By Tim Sandle     Oct 13, 2016 in Health
Children in the U.S. rank 47 out of 50 countries measuring aerobic fitness, a sign of overall health and one connected with obesity. In light of this, Dr. Elaina George has provided Digital Journal readers with some health-related tips.
According to the New York Daily News, kids in the U.S. measure on the lower end of aerobic fitness. This relates to a recent global study, published in the British Journal of Sports Medicine. The data is drawn from studies conducted by scientists working at the Children's Hospital of Eastern Ontario and the University of North Dakota. For the research, the scientists analyzed data on more than 1.1 million kids aged nine to one, from across the fifty selected countries. Each of the children was evaluated using a multi-stage fitness test also known as the "beep" test.
The multi-stage fitness test consists of a series of stages with different tasks. These assess a person’s maximum oxygen uptake. The most common variation of the multi-stage fitness test is the FitnessGram/Cooper PACER test.
With the fitness measure, the led author of the research, Dr. Justin Lang said: "Kids who are aerobically fit tend to be healthy; and healthy kids are apt to be healthy adults. So studying aerobic fitness in the early years is very insightful to overall population health.”
The researcher added: “It's important to know how kids in Canada or America fare on the world stage, for example, because we can always learn from other countries with fitter kids.”
In contrast to the poor position of U.S. children, countries like Tanzania, Iceland, Estonia, Norway and Japan occupy the top five slots. Canada fared moderately well placing just above middle of the pack. The U.S. stands only just above the country with the worst young person fitness record: Mexico.
Responding to the report, Dr. Elaina George (a Board Certified Otolaryngologist) has come up with five simple things that can be done to increase health and fitness in young people.
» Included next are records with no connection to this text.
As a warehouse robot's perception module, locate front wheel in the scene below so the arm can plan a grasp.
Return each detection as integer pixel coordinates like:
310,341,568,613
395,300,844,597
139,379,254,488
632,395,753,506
The first is to start exercising. Here Dr. George states “an increase in activity of as little as 20 minutes 3 times a week can make a difference in your risk of heart disease, diabetes and obesity.”
The second step is to eat smaller portions in order to control the portions along with your intake of calories. This doesn’t mean always switching the type of food, just eating less of it. With the third tip, Dr. George recommends drinking more water. Here a typical person should be drinking one ounce per kilogram of his/her weight in water per day. This is because people tend to eat more when they are dehydrated because the signals in the body can confuse hunger with thirst.
The fourth tip is to avoid salt. Salt is doubly bad because it makes the body retain water and it dulls a person’s sense of taste when it comes to sugar. The fifth and final tip is to avoid high fructose corn syrup, which triggers a 'sugar high' that leads to a craving for more sugary foods.
The British Journal of Sports Medicine article is titled “International variability in 20 m shuttle run performance in children and youth: who are the fittest from a 50-country comparison? A systematic literature review with pooling of aggregate results.”